Alessio Berto, a longtime insider of the fashion and jeanswear industry, pattern maker and owner/founder of The Tailor Pattern Support, will start a new course for IED-Istituto Europeo del Design in Milan as part of the “Generation Initiative” series of lectures. The aim of the course starting in March 2021 is to educate tomorrow’s fashion professionals to provoke and ignite a change in the industry by inducing each player of the value chain to collaborate, act more responsibly, reduce waste and optimize workflow. Here, Berto explains the concept.
What will your course focus on?
Generation Initiative is the series of workshops, lessons and seminars I have been teaching the youngest generation of fashion designers, pattern makers and other design insiders since 2019.
I have been working as pattern maker for men’s apparel since 1987 and can tell that the industry has never focused on sustainability as much as it is doing today.
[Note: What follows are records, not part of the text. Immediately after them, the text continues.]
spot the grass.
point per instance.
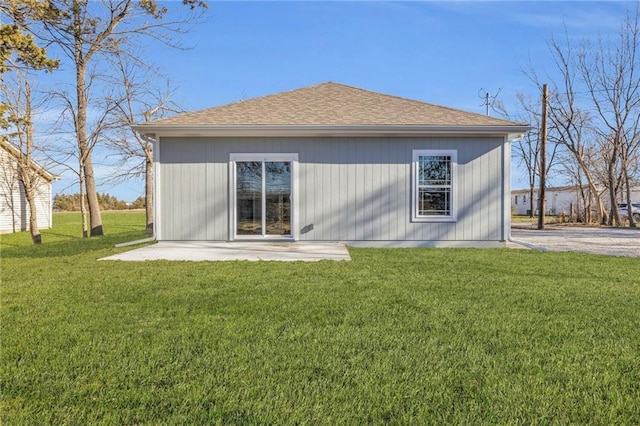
(404, 336)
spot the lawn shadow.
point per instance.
(72, 247)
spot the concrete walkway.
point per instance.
(607, 241)
(208, 251)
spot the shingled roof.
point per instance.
(331, 104)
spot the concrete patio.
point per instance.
(199, 251)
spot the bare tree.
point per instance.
(611, 72)
(20, 128)
(142, 98)
(86, 32)
(569, 123)
(527, 150)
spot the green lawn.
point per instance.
(398, 336)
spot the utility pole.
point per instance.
(543, 158)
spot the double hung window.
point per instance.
(434, 179)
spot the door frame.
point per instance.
(288, 157)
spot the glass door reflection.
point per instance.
(263, 198)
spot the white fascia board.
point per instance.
(310, 131)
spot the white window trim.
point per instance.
(453, 217)
(293, 158)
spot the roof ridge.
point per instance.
(417, 101)
(318, 104)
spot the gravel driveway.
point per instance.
(608, 241)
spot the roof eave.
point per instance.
(323, 130)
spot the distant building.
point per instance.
(559, 200)
(14, 209)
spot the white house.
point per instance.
(14, 209)
(333, 163)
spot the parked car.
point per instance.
(624, 211)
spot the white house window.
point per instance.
(434, 178)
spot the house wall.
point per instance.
(350, 189)
(14, 209)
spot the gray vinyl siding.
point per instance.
(350, 189)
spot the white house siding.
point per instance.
(350, 189)
(14, 209)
Although they speak of materials, recycled fibers, energy consumption, chemicals and digital technology, there is not much talk about work method, organization, information and data exchange, and waste reduction–crucial aspects in managing a brand’s design according to a sustainable optic–especially in the last years. This is what my course aims to concentrate on.
Why are such topics so important for the next generation of professionals?
Today interfacing with very different service companies, branch offices and external suppliers based in the Far East or Europe has become a very important working phase in our industry. It is important avoiding the risk to dilate working times in case of additional productive steps or product retouching. For these reasons internal communication has to be checked thoroughly in order that external partners also perceive exact instructions.
This course was born with the aim to share my 34-year experience including procedure and workflow optimization, shortening of the working time and time loss reduction within production. Not less important, in a sustainability optics–from pattern making to sample making–is to take advantage of the already existing resources within the company and raise new generations.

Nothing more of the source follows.